A summer with the birds (5/7). A magpie more gutter than thief

A summer with the birds (5/7). A magpie more gutter than thief

It happens to have a sumptuous dress, a sweet, fruity and elegant song. But never trust appearances. The shrike, whether it is gray, red-backed, red-headed or pink-breasted, is a formidable killer.

My first shrike was when I was a child. It was a gray shrike, the terror of the Arctic, that would come down to the northern United States in winter in search of prey.
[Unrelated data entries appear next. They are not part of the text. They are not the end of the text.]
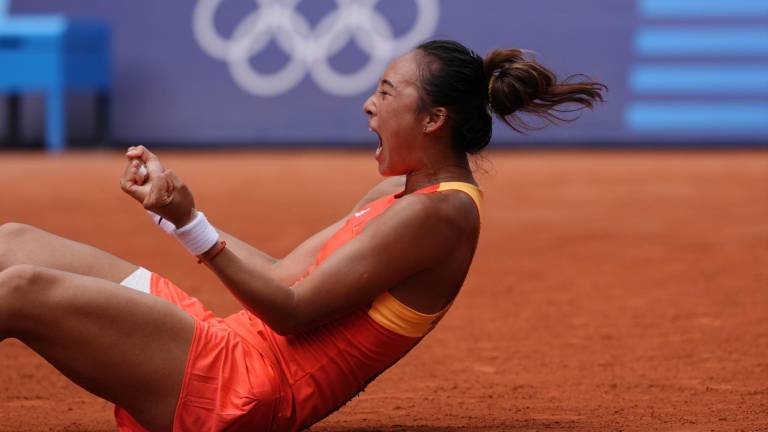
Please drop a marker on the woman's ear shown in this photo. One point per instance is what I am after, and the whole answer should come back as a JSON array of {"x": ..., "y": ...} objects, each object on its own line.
[{"x": 435, "y": 120}]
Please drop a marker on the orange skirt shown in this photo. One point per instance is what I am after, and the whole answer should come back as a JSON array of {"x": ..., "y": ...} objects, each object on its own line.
[{"x": 228, "y": 384}]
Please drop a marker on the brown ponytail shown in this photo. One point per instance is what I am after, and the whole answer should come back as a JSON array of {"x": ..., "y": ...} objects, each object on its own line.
[
  {"x": 457, "y": 78},
  {"x": 517, "y": 84}
]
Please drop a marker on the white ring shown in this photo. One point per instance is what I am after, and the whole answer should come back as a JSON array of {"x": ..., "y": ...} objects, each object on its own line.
[{"x": 309, "y": 49}]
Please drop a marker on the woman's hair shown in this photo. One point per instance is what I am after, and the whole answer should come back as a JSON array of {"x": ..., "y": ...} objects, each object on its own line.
[{"x": 505, "y": 83}]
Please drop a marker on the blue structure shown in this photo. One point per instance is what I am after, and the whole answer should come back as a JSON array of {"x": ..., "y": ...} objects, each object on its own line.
[{"x": 54, "y": 55}]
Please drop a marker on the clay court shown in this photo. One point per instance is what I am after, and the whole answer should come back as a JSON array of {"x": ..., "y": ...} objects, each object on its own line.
[{"x": 611, "y": 290}]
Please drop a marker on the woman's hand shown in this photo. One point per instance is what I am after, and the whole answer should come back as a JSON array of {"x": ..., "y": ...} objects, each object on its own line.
[{"x": 160, "y": 191}]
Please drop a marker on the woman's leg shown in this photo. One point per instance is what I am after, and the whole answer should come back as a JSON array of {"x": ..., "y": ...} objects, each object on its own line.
[
  {"x": 24, "y": 244},
  {"x": 127, "y": 347}
]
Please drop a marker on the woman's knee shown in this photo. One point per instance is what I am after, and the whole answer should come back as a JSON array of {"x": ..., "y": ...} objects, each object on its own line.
[
  {"x": 11, "y": 235},
  {"x": 14, "y": 288}
]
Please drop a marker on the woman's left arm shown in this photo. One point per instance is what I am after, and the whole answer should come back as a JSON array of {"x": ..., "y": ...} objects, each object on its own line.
[{"x": 407, "y": 239}]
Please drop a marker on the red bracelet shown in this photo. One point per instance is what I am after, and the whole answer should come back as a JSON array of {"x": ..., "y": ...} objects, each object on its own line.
[{"x": 213, "y": 253}]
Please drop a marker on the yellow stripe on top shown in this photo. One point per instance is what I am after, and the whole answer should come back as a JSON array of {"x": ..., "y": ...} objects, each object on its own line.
[
  {"x": 473, "y": 191},
  {"x": 392, "y": 314}
]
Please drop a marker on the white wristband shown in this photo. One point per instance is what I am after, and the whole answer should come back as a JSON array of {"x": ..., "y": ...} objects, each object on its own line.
[
  {"x": 197, "y": 236},
  {"x": 162, "y": 223}
]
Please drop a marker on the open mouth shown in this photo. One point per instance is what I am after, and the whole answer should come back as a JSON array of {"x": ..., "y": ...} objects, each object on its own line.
[{"x": 380, "y": 146}]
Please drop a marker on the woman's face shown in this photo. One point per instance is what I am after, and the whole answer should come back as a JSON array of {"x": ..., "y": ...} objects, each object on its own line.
[{"x": 393, "y": 114}]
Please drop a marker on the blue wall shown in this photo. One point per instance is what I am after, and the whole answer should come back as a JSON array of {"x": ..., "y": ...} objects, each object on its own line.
[{"x": 683, "y": 72}]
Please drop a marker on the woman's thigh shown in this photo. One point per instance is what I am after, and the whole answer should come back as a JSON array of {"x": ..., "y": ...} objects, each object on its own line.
[
  {"x": 127, "y": 347},
  {"x": 25, "y": 244}
]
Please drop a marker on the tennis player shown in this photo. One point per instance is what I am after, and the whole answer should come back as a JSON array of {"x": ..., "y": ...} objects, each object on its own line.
[{"x": 317, "y": 325}]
I remember sitting at the window, watching the chickadees on the feeder hanging on the other side of the glass. It is zero degrees outside, a thick snow covers the landscape.

Suddenly, in an explosion of feathers, they rush into the forest, uttering piercing cries that make your hair stand on end. Alarm cries that, in the language of tits, mean “Predator!” My heart stops: a magnificent shrike perches on the top of the bird feeder, its eyes conquering, its mask black, its beak hooked. It has just missed its lightning attack. It flies away immediately and chases the frightened tits into the spruce branches.

Having watched them for thousands of hours, they are not very shy. I had never seen them so terrified. I will never know if one of them succumbed to the shrike which, in order to eat its fill, went around the neighborhood feeders to finish off sparrows barely smaller than it.

Because the shrike may be, like them, a passerine bird – this large group of songbirds that are largely insectivorous or frugivorous – it is distinguished by its behavior. It is a fearsome predator, like a bird of prey such as the sparrowhawk or the falcon. When it captures a bird, a vole, or a large insect on the ground, it often decapitates it and then impales it on a bramble thorn or barbed wire. Then it leaves it there, for later, next to other prey already skewered in this place called a “lardoir”: its pantry. Not out of a taste for the medieval, but because as a simple passerine bird, it lacks the powerful talons of a real bird of prey to immobilize its prey. So it uses the spikes it finds in nature to pin its victims, which it then dismembers to feed its young.

And in love despite everything

This spring, in the shrubby meadows of Fontainebleau which are full of delicious prey, I went to pay homage to the beauty.

In our temperate latitudes, it is the red-backed shrike that is rampant. Grey head, chestnut back, pale pink chest, white and black tail, Indian ink black mask. Sublime.

A handsome male was busily hunting insects in the grass, and feeding them to his sweetheart, as wedding offerings. She was waiting to be served, on top of a fence. They found themselves perched side by side for a moment, kissing, delousing each other tenderly. She was visibly full, satisfied.

According to my wife, who was with me, she even rested her head on his left side for a moment, on the “shoulder” of her chosen one. Yes, shrikes are merciless to their prey, but they know love well.